I didn't know that human martial arts could do that.
Sounds, like 'pop-pop' rang loose, loosely like bullets, rang out. Grimly, Dahlia crushed the spark chamber under her foot, arcs of energy and delicately strong circuitry so much under a rubber shoes called a Croc, nearly melting from the building heat of the hallway. "Then, you are no longer a sentient being."
A bell started ringing, and soon sprinklers engaged to flood the hallway with foetid water. The fire extinguisher was let loose on the hallway, setting up an ultimately futile effort as Dahlia took the remnants of the spark chamber out with her.
Neither of us paid it any mind, more devoted to the small spark-chamber and whatever circuitry we'd managed to salvage before the heat got too much. Neither of us spoke until we got back into the rental car, heaving huge gulps of sweet, clean Earth air. The door thudded closed, and the locks clicked into place with the touch of a button.

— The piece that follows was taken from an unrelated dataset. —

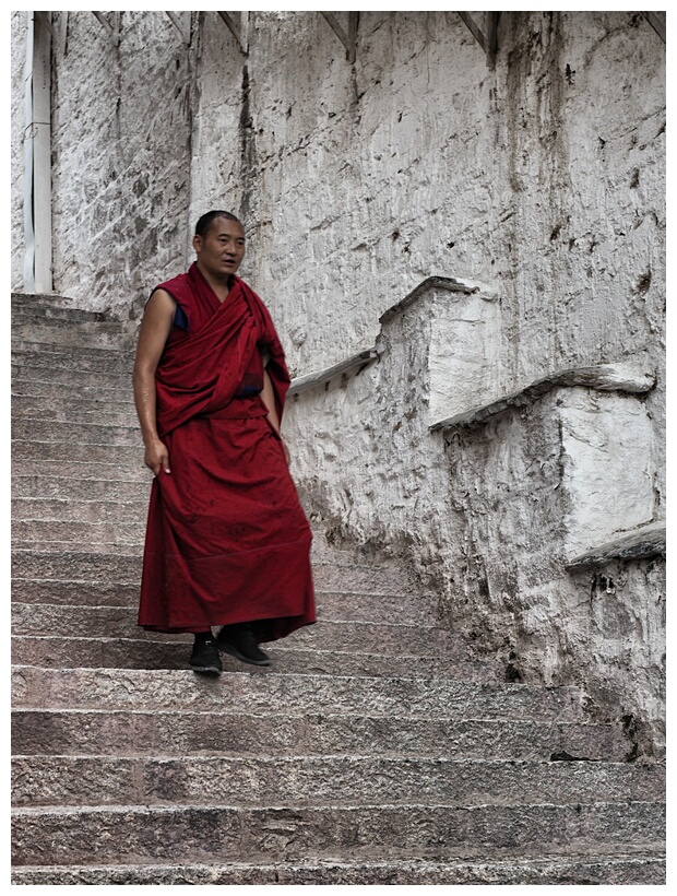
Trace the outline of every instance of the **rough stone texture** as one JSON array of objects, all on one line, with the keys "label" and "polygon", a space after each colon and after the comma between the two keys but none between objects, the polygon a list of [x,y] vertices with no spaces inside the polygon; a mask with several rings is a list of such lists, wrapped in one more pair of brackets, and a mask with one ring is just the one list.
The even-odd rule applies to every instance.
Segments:
[{"label": "rough stone texture", "polygon": [[[607,364],[496,400],[489,374],[490,403],[462,413],[450,399],[442,415],[455,417],[441,425],[438,374],[454,362],[437,320],[453,331],[459,317],[454,356],[472,356],[468,295],[482,300],[462,293],[456,302],[429,282],[382,317],[377,362],[298,397],[292,386],[285,426],[304,494],[334,521],[337,541],[409,556],[442,596],[450,627],[474,630],[476,647],[504,658],[509,675],[585,681],[601,715],[639,726],[641,750],[660,755],[664,562],[658,553],[567,568],[663,515],[653,379],[637,361]],[[468,402],[475,392],[463,382],[454,390]]]},{"label": "rough stone texture", "polygon": [[[401,561],[337,550],[316,523],[319,622],[268,669],[224,658],[197,676],[189,637],[136,632],[149,479],[140,446],[110,462],[133,420],[110,379],[124,388],[130,357],[107,321],[106,349],[66,339],[66,319],[95,337],[79,317],[38,314],[55,344],[14,344],[33,411],[13,463],[14,883],[663,882],[665,771],[637,762],[636,729],[599,719],[584,688],[467,659],[477,633],[440,629],[439,594]],[[115,418],[82,422],[83,382]]]},{"label": "rough stone texture", "polygon": [[602,859],[575,857],[541,857],[519,863],[510,860],[475,862],[428,862],[392,860],[390,862],[245,862],[214,864],[132,864],[121,869],[108,866],[28,866],[12,872],[13,884],[24,885],[239,885],[283,886],[394,884],[512,884],[512,885],[582,885],[627,884],[641,880],[644,884],[665,883],[664,863],[651,857],[627,856]]}]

Dahlia reached for the paper bag by the side. I had no idea why until we threw up, the sour bile curdling on the tongue even as the waste was set aside and we drank deeply from the bottle of water inside, leaning back into the car seat.
Then Dahlia sighed, and the exhaustion of her- our body was overwhelming. "I don't suppose we could build a... something out of what we cannibalised? Going through the whole rigmarole again will be tiring."
I considered. We'd been too damn lucky, and cut it too damned close. Spec-Ops operative, hah! I'd forgotten the weaknesses of the human body, no matter how much of a hidden ass-kicker my main gal is. "Maybe... there's another way of getting into contact."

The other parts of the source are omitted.